Hacker News new | past | comments | ask | show | jobs | submit login
My uncle's factorization algorithms (github.com/daoudclarke)
420 points by daoudc on Dec 27, 2011 | hide | past | favorite | 51 comments



This is very interesting. Thank you for devoting your time to putting this on the web. Otherwise it might have rotted in your attic!

It's unclear to me whether there is anything theoretically new in here yet. The algorithms are all familiar to me except for the P^2 + 1 and P^2 + P + 1 algorithms. But don't read too much into that. They are probably well known.

What I can tell you is that there is an extraordinary amount of work in implementing all those algorithms. I do this stuff for a living and it is a tremendously impressive feat for a single individual over any span of time.

I'd be interested in hearing how fast the MPQS is. The state of the art for factoring a number like 840931001586212064794450601167289569811131781103613687750579 on a single core is probably around 6s or so on a modern 2GHz x86 processor.

UBASIC already had a 32 bit x86 assembly optimised MPQS in it, and it performed pretty well actually. So it would be interesting if your uncle improved on that, especially if he had theoretical improvements.

The state of the art for the number field sieve should factor the 79 digit number here: http://www.loria.fr/~zimmerma/records/rsa.html in around 10-20 minutes on a single core, though in general the GNFS is for much larger integers. It seems unlikely that a little UBASIC program could manage those, however.

Having said that, I am still in shock that your uncle actually implemented the GNFS. That is a staggering accomplishment and is something to be genuinely impressed by.

I don't know if you have a gold mine there or the cutting edge life's work of someone from yesteryear.


OK, after some effort I got the first of the MPQS programs to compile. Unfortunately it fails with a runtime error so I can't evaluate it.

The program itself requires two files to exist before it can operate. Then it asks for the input number in base 10000 as a set of digits separated by spaces or returns. This is pretty bizarre by today's standards.

It does succeed in factoring very tiny numbers, but it seems to have bugs which prevent it from working for large numbers.

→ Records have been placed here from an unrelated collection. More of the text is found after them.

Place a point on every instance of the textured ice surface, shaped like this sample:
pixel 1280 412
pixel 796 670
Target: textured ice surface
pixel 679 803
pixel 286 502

The double large prime variant of the MPQS seems to allow numbers up to a pretty small bound. This strongly indicates that it is not competitive.

I'll see if I can get anywhere with the double large prime variant version (edit: I tried the second program and it fails with the same runtime error), but given the extremely poor state of the code (no comments, full of gotos, no indication of structure, no documentation, no test suite, buggy, very poor interface, etc.) I would say this code is not going to be particularly interesting to modern day researchers.

At the same time, it is a tremendously amazing accomplishment that one man essentially toiled away in secret and created a massive number theory library like this! When I google his name I find nothing. Was he associated with an institution? Did he publish any papers? I know he didn't use the web, so that explains why he doesn't have a web presence, but it is odd not to find him referred to anywhere. Or am I just looking in the wrong place?


He didn't publish any papers that I'm aware of, and he wasn't associated with an institution. I'm hoping to write a short biography at some time.


Looking through the code I see a lot of references to a group of japanese researchers. See for example this file which references "A.KUDO & Y.KIDA" and is complete with japanese comments. https://github.com/daoudclarke/wartonlegacy/blob/master/src/...

Looks like K.Aoki (Kazumaro Aoki) A.KUDO & Y.KIDA used to post to academic factorization related mailing lists see: http://www.loria.fr/~zimmerma/records/6353


Kida wrote UBASIC I believe.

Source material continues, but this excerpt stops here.